Board.CurrentPosition.GenerateMoves();
var legalMoveIndex = 0;
for (var moveIndex = 0; moveIndex < Board.CurrentPosition.MoveIndex; moveIndex++)
{
var move = Board.CurrentPosition.Moves[moveIndex];
if (Board.IsMoveLegal(ref move))
{
// Move is legal.
Move.SetPlayed(ref move, true); // All root moves will be played so set this in advance.
Board.CurrentPosition.Moves[legalMoveIndex] = move;
legalMoveIndex++;
}
}
Board.CurrentPosition.MoveIndex = legalMoveIndex;
if (legalMoveIndex == 1)
{
// Only one legal move found.
_stopwatch.Stop();
return Board.CurrentPosition.Moves[0];
}
// Copy legal moves to root moves and principal variations.
for (var moveIndex = 0; moveIndex < legalMoveIndex; moveIndex++)
{
var move = Board.CurrentPosition.Moves[moveIndex];
_rootMoves[moveIndex] = new ScoredMove(move, -StaticScore.Max);
var principalVariation = new ulong[Position.MaxMoves];
principalVariation[0] = Move.Null;
_principalVariations.Add(Move.ToLongAlgebraic(move), principalVariation);
}
var principalVariations = Math.Min(MultiPv, legalMoveIndex);
// Determine score error.
var scoreError = ((BlunderError > 0) && (SafeRandom.NextInt(0, 100) < BlunderPercent))
? BlunderError // Blunder
: 0;
scoreError = Math.Max(scoreError, MoveError);
// Determine move time.
GetMoveTime(Board.CurrentPosition);
Board.NodesExamineTime = UciStream.NodesTimeInterval;
// Iteratively deepen search.
_originalHorizon = 0;
var bestMove = new ScoredMove(Move.Null, -StaticScore.Max);
do
{
_originalHorizon++;
_selectiveHorizon = 0;
// Clear principal variations and age move history.

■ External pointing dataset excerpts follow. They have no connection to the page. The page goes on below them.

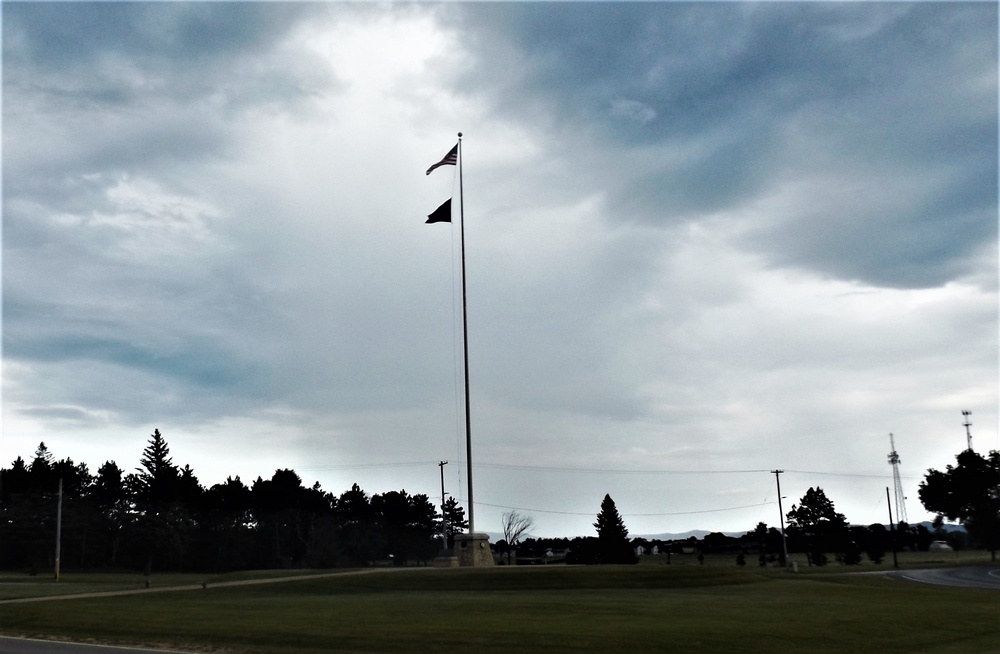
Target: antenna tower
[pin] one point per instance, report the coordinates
(967, 424)
(900, 498)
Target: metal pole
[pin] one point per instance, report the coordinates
(444, 516)
(465, 338)
(59, 529)
(781, 517)
(892, 530)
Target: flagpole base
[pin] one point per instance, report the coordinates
(473, 550)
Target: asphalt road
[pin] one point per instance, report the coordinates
(25, 646)
(960, 577)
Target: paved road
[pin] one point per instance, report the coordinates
(962, 577)
(25, 646)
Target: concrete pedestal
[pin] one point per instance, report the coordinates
(446, 559)
(473, 550)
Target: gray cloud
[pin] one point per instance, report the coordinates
(700, 236)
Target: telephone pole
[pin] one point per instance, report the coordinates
(781, 516)
(967, 424)
(444, 516)
(900, 498)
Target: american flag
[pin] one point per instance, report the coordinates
(450, 159)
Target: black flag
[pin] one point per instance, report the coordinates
(450, 159)
(442, 214)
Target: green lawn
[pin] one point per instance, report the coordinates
(645, 608)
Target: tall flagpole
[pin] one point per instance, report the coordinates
(465, 338)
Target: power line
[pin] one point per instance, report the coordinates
(627, 515)
(608, 471)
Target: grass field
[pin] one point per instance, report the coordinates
(646, 608)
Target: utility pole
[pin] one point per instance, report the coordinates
(897, 481)
(967, 424)
(892, 530)
(781, 516)
(59, 529)
(444, 516)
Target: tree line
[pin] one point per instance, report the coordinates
(160, 517)
(967, 492)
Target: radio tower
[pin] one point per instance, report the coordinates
(967, 424)
(900, 498)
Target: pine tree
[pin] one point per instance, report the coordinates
(612, 536)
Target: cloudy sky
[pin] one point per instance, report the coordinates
(703, 241)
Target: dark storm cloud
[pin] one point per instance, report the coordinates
(742, 100)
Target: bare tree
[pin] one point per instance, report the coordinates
(515, 525)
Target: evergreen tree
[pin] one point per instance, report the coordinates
(612, 536)
(454, 516)
(817, 521)
(969, 492)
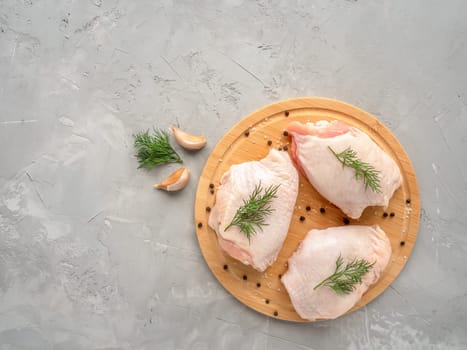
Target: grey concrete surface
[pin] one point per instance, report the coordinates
(91, 257)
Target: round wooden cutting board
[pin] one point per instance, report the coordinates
(247, 141)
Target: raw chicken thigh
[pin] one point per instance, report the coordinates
(338, 184)
(315, 260)
(236, 186)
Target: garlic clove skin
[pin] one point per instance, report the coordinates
(188, 141)
(175, 181)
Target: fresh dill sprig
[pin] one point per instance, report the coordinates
(363, 170)
(153, 150)
(252, 214)
(344, 278)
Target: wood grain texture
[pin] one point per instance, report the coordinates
(247, 141)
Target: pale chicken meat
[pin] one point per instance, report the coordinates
(236, 185)
(311, 149)
(315, 260)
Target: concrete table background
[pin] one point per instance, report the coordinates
(91, 257)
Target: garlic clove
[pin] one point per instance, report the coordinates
(175, 181)
(188, 141)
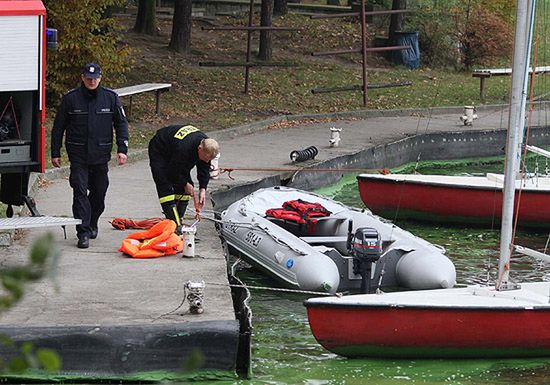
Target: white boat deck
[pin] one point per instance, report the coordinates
(531, 295)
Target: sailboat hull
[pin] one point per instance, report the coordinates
(452, 199)
(458, 323)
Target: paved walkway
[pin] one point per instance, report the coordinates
(101, 286)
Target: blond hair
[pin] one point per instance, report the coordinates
(210, 147)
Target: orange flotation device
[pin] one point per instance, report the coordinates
(159, 241)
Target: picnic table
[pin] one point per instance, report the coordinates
(483, 74)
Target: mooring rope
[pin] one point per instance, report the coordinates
(229, 170)
(278, 289)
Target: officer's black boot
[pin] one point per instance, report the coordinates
(171, 212)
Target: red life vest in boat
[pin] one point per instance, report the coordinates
(159, 241)
(307, 209)
(301, 212)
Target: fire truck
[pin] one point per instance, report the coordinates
(23, 105)
(22, 98)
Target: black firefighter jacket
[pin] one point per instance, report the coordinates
(175, 156)
(87, 118)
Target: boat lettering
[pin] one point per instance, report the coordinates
(231, 228)
(253, 238)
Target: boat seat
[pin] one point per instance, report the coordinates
(323, 239)
(323, 226)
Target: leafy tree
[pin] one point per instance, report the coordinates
(265, 52)
(84, 36)
(42, 262)
(462, 33)
(280, 7)
(484, 38)
(146, 18)
(180, 40)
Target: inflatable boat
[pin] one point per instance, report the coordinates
(309, 242)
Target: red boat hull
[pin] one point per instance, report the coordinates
(356, 331)
(452, 204)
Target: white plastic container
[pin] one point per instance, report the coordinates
(214, 167)
(188, 237)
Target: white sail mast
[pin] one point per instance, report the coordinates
(516, 124)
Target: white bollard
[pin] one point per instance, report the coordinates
(334, 136)
(469, 115)
(188, 237)
(195, 296)
(214, 167)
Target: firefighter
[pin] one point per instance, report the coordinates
(87, 116)
(173, 152)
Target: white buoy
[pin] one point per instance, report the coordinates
(188, 237)
(334, 136)
(469, 115)
(195, 296)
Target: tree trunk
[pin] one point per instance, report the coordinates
(280, 7)
(180, 40)
(397, 21)
(265, 52)
(146, 19)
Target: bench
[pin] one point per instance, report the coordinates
(483, 74)
(146, 87)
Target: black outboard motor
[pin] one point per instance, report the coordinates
(365, 247)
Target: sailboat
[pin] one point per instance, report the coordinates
(504, 320)
(477, 200)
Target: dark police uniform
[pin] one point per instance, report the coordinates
(173, 153)
(87, 118)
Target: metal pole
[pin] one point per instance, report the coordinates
(516, 125)
(364, 51)
(248, 46)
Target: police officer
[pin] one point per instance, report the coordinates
(173, 152)
(87, 116)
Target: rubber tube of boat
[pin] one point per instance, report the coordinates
(188, 236)
(305, 154)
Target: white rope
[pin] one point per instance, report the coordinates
(278, 289)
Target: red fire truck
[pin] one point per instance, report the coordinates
(23, 45)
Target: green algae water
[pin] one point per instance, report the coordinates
(285, 352)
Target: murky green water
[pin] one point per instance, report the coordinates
(285, 352)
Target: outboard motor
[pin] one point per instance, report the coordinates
(365, 246)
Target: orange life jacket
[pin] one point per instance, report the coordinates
(158, 241)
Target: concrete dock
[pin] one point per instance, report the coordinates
(108, 315)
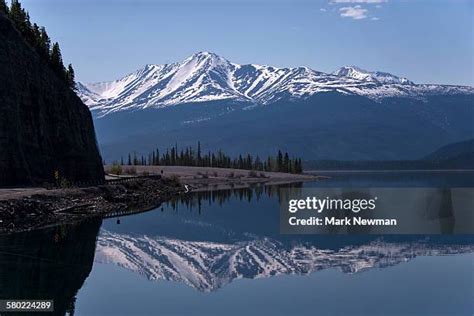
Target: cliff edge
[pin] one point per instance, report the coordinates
(44, 126)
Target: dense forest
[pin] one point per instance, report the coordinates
(189, 156)
(39, 40)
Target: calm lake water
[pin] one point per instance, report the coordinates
(215, 253)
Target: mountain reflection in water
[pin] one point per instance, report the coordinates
(208, 239)
(204, 240)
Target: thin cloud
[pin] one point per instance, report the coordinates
(355, 12)
(359, 1)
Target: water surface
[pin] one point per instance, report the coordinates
(214, 253)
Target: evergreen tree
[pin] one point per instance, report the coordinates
(70, 77)
(286, 163)
(44, 43)
(279, 167)
(3, 7)
(56, 59)
(18, 16)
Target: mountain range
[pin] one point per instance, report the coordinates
(350, 114)
(206, 76)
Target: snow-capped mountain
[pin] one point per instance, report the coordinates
(206, 76)
(208, 266)
(364, 75)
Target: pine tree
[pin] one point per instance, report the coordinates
(3, 7)
(70, 77)
(44, 43)
(56, 59)
(279, 162)
(18, 16)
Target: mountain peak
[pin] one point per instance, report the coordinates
(355, 72)
(206, 76)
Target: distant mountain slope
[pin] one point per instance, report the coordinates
(352, 114)
(44, 126)
(208, 266)
(206, 76)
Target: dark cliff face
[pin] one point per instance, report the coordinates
(44, 126)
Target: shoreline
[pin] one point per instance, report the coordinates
(23, 209)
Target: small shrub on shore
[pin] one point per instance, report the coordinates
(116, 169)
(174, 178)
(252, 174)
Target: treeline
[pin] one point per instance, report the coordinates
(196, 158)
(38, 38)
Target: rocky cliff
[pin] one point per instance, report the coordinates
(44, 126)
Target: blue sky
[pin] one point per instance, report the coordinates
(427, 41)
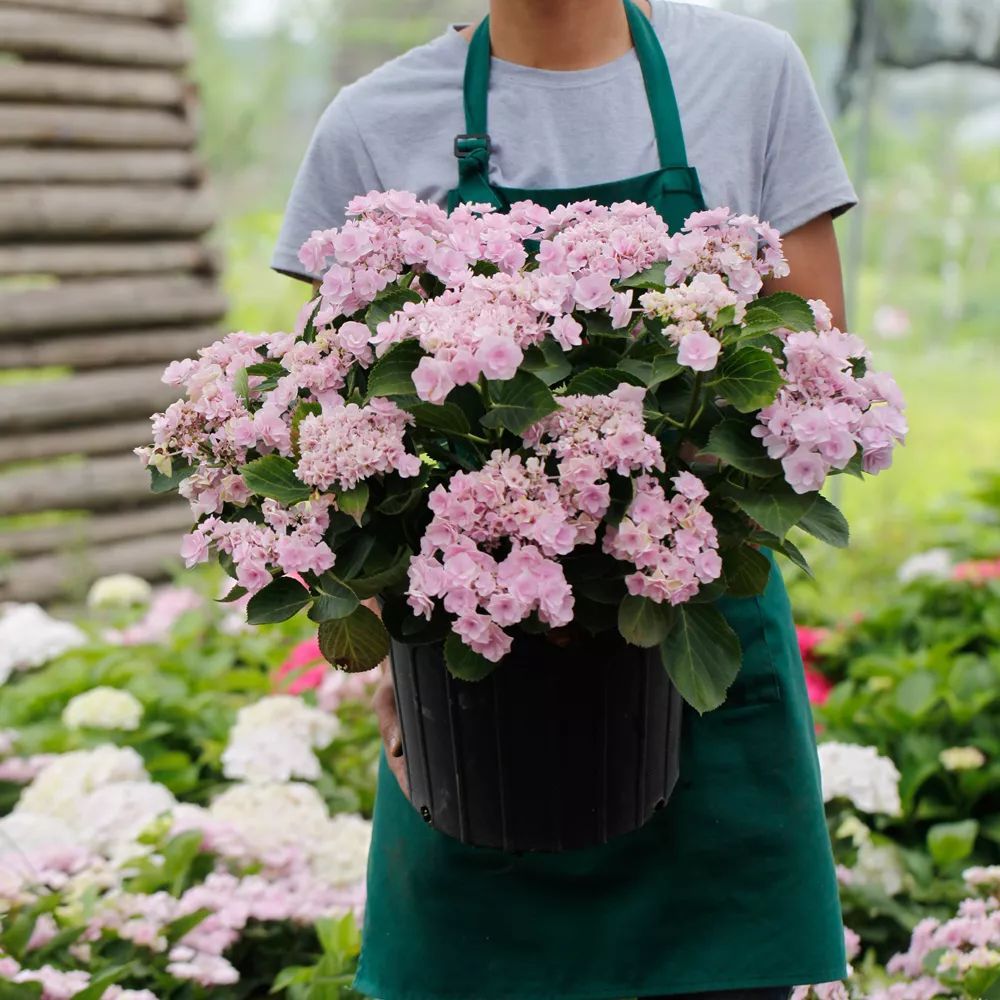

// The Dictionary enumerator allocates memory which is not desirable when searching positions.
// However, this occurs only once per ply.
using (var pvEnumerator = _principalVariations.GetEnumerator())
{
while (pvEnumerator.MoveNext()) pvEnumerator.Current.Value[0] = Move.Null;
}
_moveHistory.Age(Board.CurrentPosition.WhiteMove);
int alpha;
int beta;
if (CompetitivePlay || (_originalHorizon < _aspirationMinHorizon))
{
// Search with full alpha / beta window.
alpha = -StaticScore.Max;
beta = StaticScore.Max;
}
else
{
// Search with aspiration window.
// This speeds up Multi-PV searches (for analysis and UCI_LimitStrength) but slows down Single-PV searches (competitive play).
if (LimitStrength)
{
alpha = _rootMoves[0].Score - scoreError - 1;
beta = _rootMoves[0].Score + _aspirationWindow;
}
else
{
alpha = _rootMoves[principalVariations - 1].Score - _aspirationWindow;
beta = _rootMoves[0].Score + _aspirationWindow;
}
alpha = Math.Max(alpha, -StaticScore.Max);
beta = Math.Min(beta, StaticScore.Max);
}
// Reset move scores then search moves.
for (var moveIndex = 0; moveIndex < Board.CurrentPosition.MoveIndex; moveIndex++) _rootMoves[moveIndex].Score = -StaticScore.Max;
var score = GetDynamicScore(Board, 0, _originalHorizon, false, alpha, beta);
if (Math.Abs(score) == StaticScore.Interrupted) break; // Stop searching.
SortMovesByScore(_rootMoves, Board.CurrentPosition.MoveIndex - 1);
var failHigh = _rootMoves[0].Score >= beta;
var failHighScore = score;
var failLow = !failHigh && (_rootMoves[principalVariations - 1].Score <= alpha);
var failLowScore = MultiPv > 1 ? _rootMoves[principalVariations - 1].Score : score;
if (failHigh || failLow)
{
if (PvInfoUpdate)
{
if (failHigh) UpdateStatusFailHigh(Board.Nodes, failHighScore);
if (failLow) UpdateStatusFailLow(Board.Nodes, failLowScore);
}
// Reset move scores then search moves within infinite alpha / beta window.
for (var moveIndex = 0; moveIndex < Board.CurrentPosition.MoveIndex; moveIndex++) _rootMoves[moveIndex].Score = -StaticScore.Max;
score = GetDynamicScore(Board, 0, _originalHorizon, false, -StaticScore.Max, StaticScore.Max);
if (Math.Abs(score) == StaticScore.Interrupted) break; // Stop searching.
SortMovesByScore(_rootMoves, Board.CurrentPosition.MoveIndex - 1);
}
// Find best move.
for (var moveIndex = 0; moveIndex < Board.CurrentPosition.MoveIndex; moveIndex++) _bestMoves[moveIndex] = _rootMoves[moveIndex];
bestMove = _bestMoves[0];
_bestMovePlies[_originalHorizon] = bestMove;
if (PvInfoUpdate) UpdateStatus(Board, true);
if (MateInMoves.HasValue && (Math.Abs(bestMove.Score) >= StaticScore.Checkmate) && (Evaluation.GetMateDistance(bestMove.Score) <= MateInMoves.Value)) break; // Found checkmate in correct number of moves.
AdjustMoveTime();
if (!HaveTimeForNextHorizon()) break; // Do not have time to search next ply.
} while (Continue && (_originalHorizon < HorizonLimit));
_stopwatch.Stop();
if (_debug()) _writeMessageLine($"info string Stopping search at {_stopwatch.Elapsed.TotalMilliseconds:0} milliseconds.");
return scoreError == 0 ? bestMove.Move : GetInferiorMove(Board.CurrentPosition, scoreError);
}